Baltimore Sun columnist Mike Preston rants about the trade of Ravens defensive lineman Haloti Ngata and a 7th-round NFL draft pick to the Detroit Lions for their 4th- and 5th-round picks. (Kevin Richardson/Baltimore Sun video)
Haloti Ngata played the recent negotiations like he would a goal line situation. He dug in, took the initial shot, never blinked and didn't relinquish any ground.
The Ravens traded the five-time Pro Bowl defensive tackle Tuesday afternoon, along with a seventh-round pick in the 2015 NFL draft, to the Detroit Lions in exchange for fourth and fifth round selections. The two sides couldn't come to an agreement on a restructured contract but for Ngata, 31, it was about more than money.
It was also about principle and pride. He might have been on the downside of his nine-year playing career, but he was still one of the best at his position in the NFL.
He might have agreed to a new deal if he was at the tail end of his career or physically broken down like former Ravens Pro Bowl safety Ed Reed was during his last season in Baltimore, but Ngata knew he could still play at a high level.
He wasn't going to cave in to the Ravens' new demands, like teammate Terrell Suggs did last year when the Pro Bowl outside linebacker signed a restructured deal.
Oh no, Ngata had worked too hard to reach this point in his career. In fact, there were times in the locker room when he exchanged friendly banter with Suggs about how he allowed the Ravens to push him around.
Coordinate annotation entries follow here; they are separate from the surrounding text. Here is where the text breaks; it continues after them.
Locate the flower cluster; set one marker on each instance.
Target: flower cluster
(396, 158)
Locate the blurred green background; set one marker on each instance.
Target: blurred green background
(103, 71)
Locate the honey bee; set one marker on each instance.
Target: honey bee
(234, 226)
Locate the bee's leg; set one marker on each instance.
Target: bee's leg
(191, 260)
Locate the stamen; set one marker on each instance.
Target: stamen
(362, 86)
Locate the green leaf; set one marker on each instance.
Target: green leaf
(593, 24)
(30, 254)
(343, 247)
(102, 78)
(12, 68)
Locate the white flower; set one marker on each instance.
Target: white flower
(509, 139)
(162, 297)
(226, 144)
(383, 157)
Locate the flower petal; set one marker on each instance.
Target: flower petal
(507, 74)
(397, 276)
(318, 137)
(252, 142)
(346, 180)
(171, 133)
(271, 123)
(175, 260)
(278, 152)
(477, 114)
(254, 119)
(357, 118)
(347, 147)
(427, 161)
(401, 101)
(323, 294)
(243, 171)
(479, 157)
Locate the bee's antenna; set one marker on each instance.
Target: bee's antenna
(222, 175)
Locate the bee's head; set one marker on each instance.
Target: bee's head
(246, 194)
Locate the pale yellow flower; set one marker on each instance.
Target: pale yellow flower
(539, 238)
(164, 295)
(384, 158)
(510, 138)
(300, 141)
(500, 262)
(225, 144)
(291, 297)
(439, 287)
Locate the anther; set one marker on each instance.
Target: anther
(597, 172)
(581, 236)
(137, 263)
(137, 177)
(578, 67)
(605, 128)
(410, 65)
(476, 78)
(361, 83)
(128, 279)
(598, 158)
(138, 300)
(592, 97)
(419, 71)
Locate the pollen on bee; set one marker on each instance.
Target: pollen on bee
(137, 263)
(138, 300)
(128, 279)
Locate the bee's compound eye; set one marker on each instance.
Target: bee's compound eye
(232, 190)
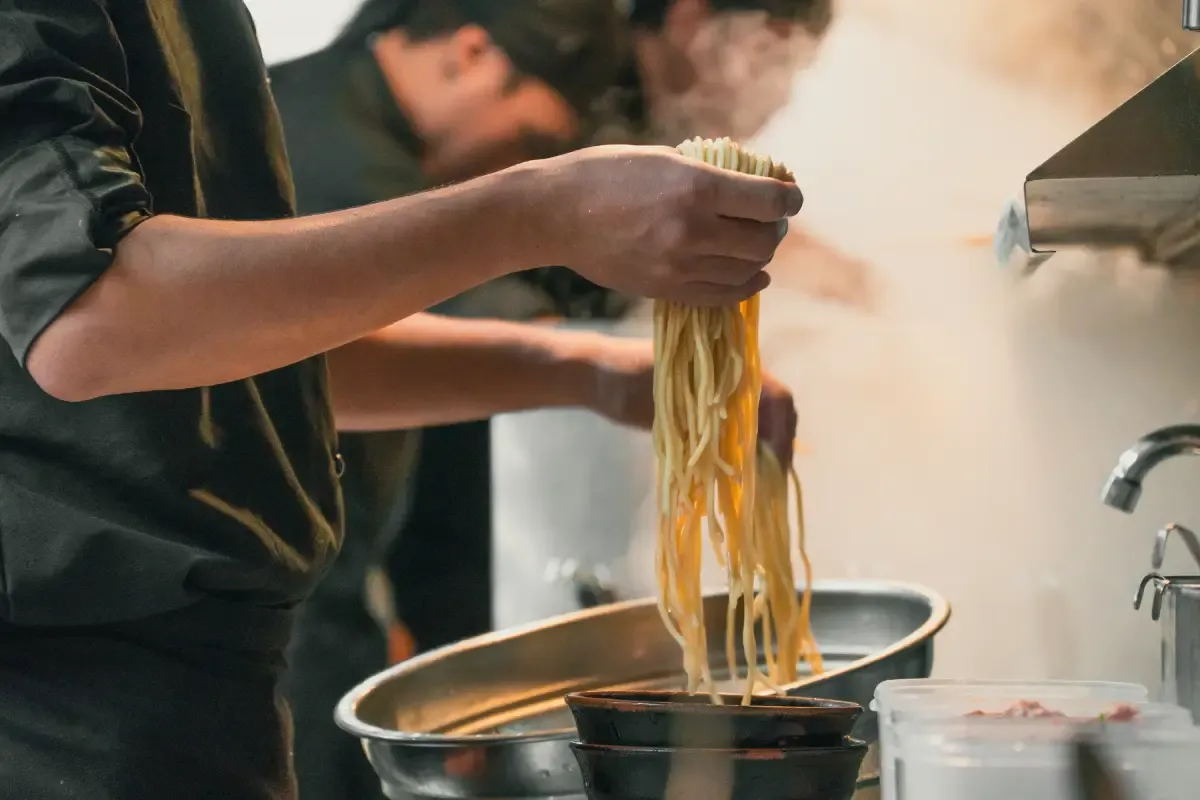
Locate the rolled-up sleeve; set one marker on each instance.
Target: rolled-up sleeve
(69, 186)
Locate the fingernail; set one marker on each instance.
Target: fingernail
(795, 200)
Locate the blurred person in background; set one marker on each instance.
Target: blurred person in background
(409, 95)
(413, 94)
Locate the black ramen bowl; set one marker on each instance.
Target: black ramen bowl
(766, 774)
(651, 719)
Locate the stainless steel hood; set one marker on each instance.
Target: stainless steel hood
(1132, 180)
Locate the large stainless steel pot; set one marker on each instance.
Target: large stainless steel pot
(1176, 605)
(485, 717)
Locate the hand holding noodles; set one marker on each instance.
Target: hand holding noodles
(707, 384)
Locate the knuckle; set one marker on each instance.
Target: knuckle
(673, 235)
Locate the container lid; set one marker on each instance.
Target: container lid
(1026, 740)
(895, 695)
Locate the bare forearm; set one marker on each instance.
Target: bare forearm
(193, 302)
(430, 370)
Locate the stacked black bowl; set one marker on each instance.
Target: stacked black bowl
(676, 746)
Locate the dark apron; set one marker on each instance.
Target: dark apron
(180, 707)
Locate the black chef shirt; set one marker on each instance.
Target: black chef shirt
(351, 144)
(126, 506)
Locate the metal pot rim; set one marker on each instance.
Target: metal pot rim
(347, 719)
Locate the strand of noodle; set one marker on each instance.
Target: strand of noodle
(706, 439)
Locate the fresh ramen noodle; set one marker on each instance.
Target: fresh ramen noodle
(713, 482)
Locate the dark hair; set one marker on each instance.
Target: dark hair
(573, 46)
(815, 14)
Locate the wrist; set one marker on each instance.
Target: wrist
(543, 196)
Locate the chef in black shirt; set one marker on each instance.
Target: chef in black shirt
(168, 485)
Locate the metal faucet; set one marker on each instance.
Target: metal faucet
(1123, 487)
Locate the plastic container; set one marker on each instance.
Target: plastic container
(1001, 759)
(953, 699)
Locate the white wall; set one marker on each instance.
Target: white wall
(292, 28)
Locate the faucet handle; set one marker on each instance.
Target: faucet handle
(1159, 553)
(1159, 588)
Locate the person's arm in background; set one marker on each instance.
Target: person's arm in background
(430, 370)
(120, 301)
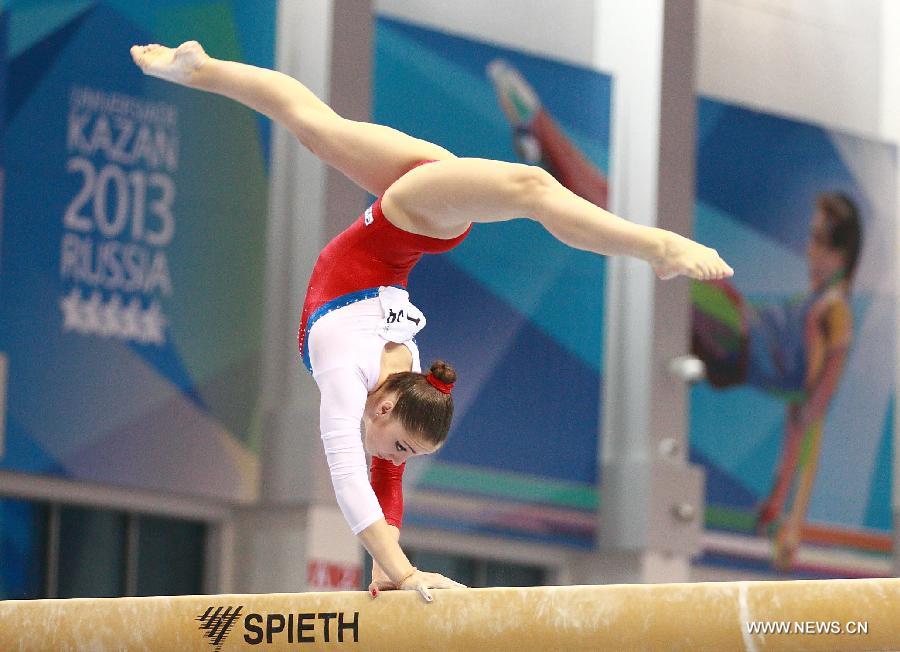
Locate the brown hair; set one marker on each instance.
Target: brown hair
(421, 407)
(844, 227)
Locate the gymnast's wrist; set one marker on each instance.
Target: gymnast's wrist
(405, 577)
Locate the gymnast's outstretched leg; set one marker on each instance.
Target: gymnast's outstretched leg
(438, 200)
(371, 155)
(441, 200)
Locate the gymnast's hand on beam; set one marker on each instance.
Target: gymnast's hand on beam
(419, 581)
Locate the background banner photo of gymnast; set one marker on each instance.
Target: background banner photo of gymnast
(795, 421)
(521, 457)
(133, 249)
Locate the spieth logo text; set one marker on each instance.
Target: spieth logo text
(216, 623)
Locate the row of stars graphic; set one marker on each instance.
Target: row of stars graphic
(113, 318)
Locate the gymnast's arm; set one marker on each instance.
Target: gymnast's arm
(343, 402)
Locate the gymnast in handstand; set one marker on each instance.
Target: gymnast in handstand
(357, 324)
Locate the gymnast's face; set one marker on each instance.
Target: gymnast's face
(385, 437)
(824, 260)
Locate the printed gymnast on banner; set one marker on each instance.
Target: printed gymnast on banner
(357, 324)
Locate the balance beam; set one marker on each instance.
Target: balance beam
(819, 615)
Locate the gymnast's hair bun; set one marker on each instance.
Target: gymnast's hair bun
(443, 371)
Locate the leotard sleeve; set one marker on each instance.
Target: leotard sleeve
(387, 481)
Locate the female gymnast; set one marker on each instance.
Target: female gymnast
(357, 323)
(794, 350)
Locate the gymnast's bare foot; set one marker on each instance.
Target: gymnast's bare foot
(176, 65)
(681, 256)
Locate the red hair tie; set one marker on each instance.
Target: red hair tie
(439, 385)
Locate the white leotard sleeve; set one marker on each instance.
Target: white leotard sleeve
(345, 352)
(343, 401)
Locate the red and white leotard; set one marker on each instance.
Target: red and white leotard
(341, 346)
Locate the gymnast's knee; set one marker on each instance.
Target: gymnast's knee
(534, 188)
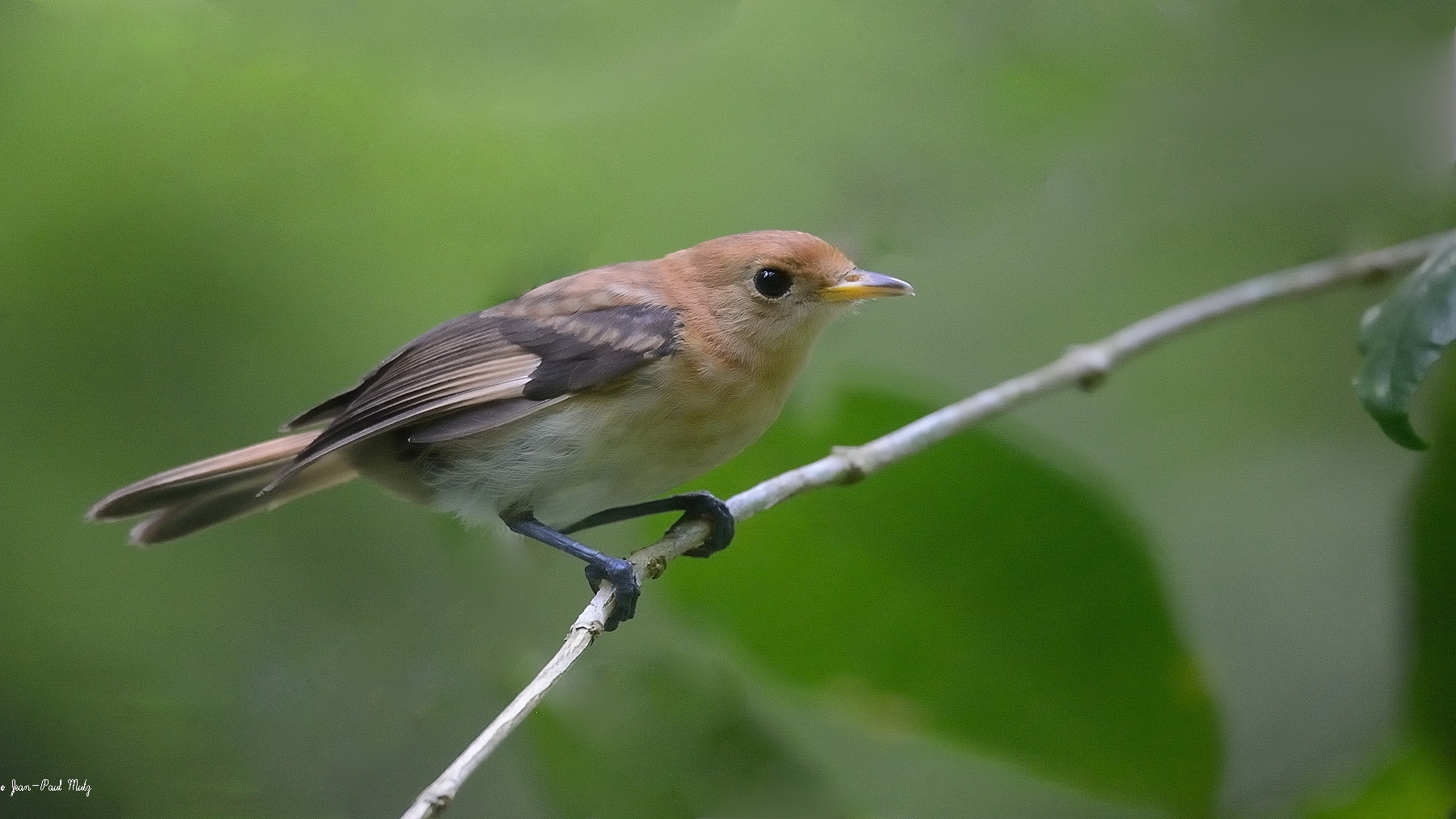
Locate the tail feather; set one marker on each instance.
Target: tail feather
(218, 489)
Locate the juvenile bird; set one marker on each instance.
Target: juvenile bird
(558, 411)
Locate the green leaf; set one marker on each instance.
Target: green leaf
(662, 733)
(1401, 338)
(1416, 784)
(1433, 535)
(973, 592)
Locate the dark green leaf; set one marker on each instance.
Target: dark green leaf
(975, 592)
(1401, 338)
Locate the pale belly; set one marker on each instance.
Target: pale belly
(595, 452)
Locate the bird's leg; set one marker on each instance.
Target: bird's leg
(599, 566)
(695, 506)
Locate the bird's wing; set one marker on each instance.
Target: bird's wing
(487, 369)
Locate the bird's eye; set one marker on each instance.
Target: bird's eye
(772, 282)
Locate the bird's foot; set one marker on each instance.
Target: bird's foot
(622, 576)
(706, 507)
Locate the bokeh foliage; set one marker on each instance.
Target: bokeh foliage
(1183, 595)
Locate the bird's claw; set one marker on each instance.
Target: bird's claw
(622, 576)
(706, 507)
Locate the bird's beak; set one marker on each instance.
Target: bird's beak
(864, 285)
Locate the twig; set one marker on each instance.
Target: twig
(1082, 366)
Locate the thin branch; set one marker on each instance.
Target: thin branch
(1082, 366)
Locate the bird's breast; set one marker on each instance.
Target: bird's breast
(654, 431)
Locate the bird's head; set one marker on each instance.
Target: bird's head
(773, 289)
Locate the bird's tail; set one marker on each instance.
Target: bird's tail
(223, 487)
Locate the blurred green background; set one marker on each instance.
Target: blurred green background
(1208, 589)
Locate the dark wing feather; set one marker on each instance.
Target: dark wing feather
(494, 366)
(589, 349)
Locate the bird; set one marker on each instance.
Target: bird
(565, 409)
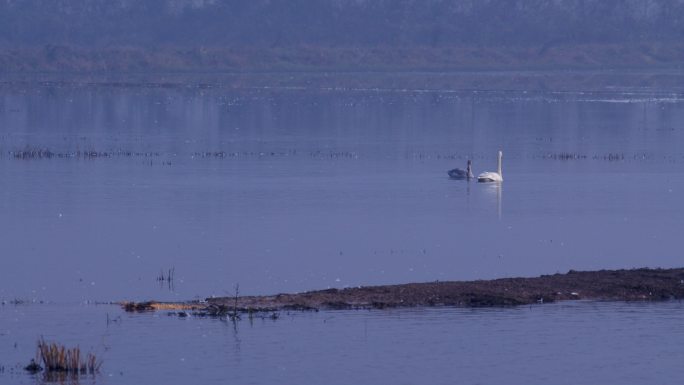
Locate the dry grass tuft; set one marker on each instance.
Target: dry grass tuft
(57, 358)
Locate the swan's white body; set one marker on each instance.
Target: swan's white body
(491, 176)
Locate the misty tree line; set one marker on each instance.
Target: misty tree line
(331, 23)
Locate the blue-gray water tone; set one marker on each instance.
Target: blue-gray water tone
(284, 190)
(564, 343)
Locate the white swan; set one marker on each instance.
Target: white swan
(490, 176)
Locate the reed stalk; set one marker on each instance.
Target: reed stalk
(57, 358)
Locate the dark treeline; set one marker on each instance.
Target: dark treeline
(60, 28)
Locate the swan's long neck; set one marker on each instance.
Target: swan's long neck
(498, 169)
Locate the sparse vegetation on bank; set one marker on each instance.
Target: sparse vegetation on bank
(56, 358)
(613, 285)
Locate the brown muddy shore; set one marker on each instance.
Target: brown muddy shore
(609, 285)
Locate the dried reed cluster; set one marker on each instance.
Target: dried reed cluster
(57, 358)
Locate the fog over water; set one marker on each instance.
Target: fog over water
(285, 190)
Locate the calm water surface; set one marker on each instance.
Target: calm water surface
(292, 189)
(285, 190)
(568, 343)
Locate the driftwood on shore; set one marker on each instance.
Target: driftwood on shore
(611, 285)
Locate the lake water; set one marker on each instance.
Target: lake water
(290, 188)
(565, 343)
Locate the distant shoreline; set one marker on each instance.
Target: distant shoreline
(57, 58)
(636, 80)
(605, 285)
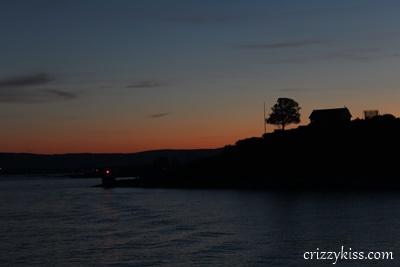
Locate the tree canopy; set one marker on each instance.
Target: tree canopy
(284, 112)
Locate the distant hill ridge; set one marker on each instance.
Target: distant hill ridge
(74, 162)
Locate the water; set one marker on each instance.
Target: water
(66, 222)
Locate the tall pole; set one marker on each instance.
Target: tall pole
(265, 124)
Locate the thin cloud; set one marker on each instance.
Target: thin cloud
(357, 55)
(296, 89)
(282, 45)
(35, 96)
(61, 94)
(145, 84)
(26, 80)
(158, 115)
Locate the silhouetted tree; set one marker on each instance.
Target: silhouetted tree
(284, 112)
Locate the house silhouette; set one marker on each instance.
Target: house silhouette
(328, 117)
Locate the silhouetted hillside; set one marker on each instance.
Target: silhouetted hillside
(362, 154)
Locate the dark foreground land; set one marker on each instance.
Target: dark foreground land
(360, 155)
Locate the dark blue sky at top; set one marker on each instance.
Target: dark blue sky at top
(203, 61)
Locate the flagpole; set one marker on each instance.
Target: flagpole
(265, 125)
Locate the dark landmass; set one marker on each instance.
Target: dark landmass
(86, 164)
(354, 155)
(358, 155)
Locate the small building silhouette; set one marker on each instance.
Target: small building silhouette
(332, 116)
(369, 114)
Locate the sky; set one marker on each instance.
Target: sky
(127, 76)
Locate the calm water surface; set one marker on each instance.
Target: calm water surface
(66, 222)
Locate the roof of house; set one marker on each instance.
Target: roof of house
(332, 113)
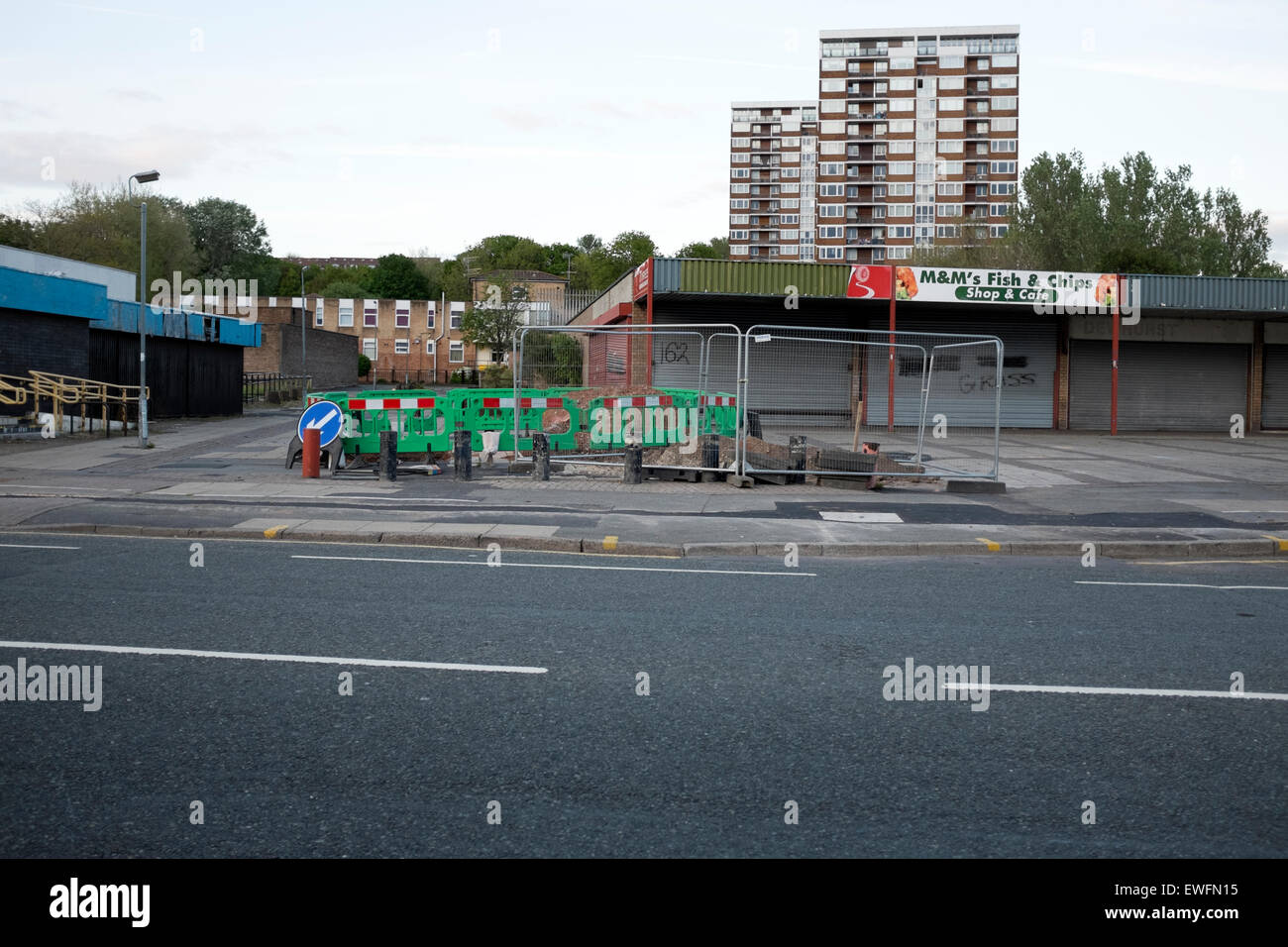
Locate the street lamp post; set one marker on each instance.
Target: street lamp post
(143, 178)
(304, 367)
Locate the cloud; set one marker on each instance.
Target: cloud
(179, 153)
(1240, 77)
(137, 95)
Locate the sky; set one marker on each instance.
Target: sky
(374, 128)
Negotiations between the Ravens and Ngata had been going on for two years. Last offseason, Ngata shrugged those talks off as quickly as he does some offensive guards. This offseason, though, had to be different because Ngata was scheduled to make $8.5 million in 2015 with $16 million going against the salary cap. If the Ravens were serious about being top contenders again, the No. 1 priority was getting Ngata to sign a new deal.
The Ravens appeared to have a reasonable chance of success because the Ngata family was entrenched in Baltimore, and very active in the community.
But when a veteran like Ngata gets a certain age, they are only interested in obtaining a Super Bowl ring or trying to secure one last big pay day. Since Ngata was already on a championship team, he held firm to his original contract and will draw the same salary in Detroit.
I also believe Ravens general manager Ozzie Newsome did a good job salvaging the situation because the Ravens were able to come away with two draft picks, and at the same time give themselves some immediate financial relief.
Despite losing outside linebacker Pernell McPhee, tight end Owen Daniels, receiver Torrey Smith and now Ngata this offseason, the Ravens aren't in bad shape. Ngata played well last season, but certainly is replaceable with such outstanding young talent on the roster as Brandon Williams and Timmy Jernigan.
Every championship team always has some veteran leadership, and Ngata was one of those leaders along with Suggs, outside linebacker Elvis Dumervil, inside linebacker Daryl Smith and receiver Steve Smith. That void will be hard to fill.
So will Ngata's presence in the community. Like Torrey Smith, Ngata was always around Baltimore contributing to some charity.
His style of play will also be missed on Sundays because Ngata drew double teams that allowed inside linebackers to run sideline to sideline. He could control the middle of the line of scrimmage and was a major reason why the Ravens usually played strong run defense.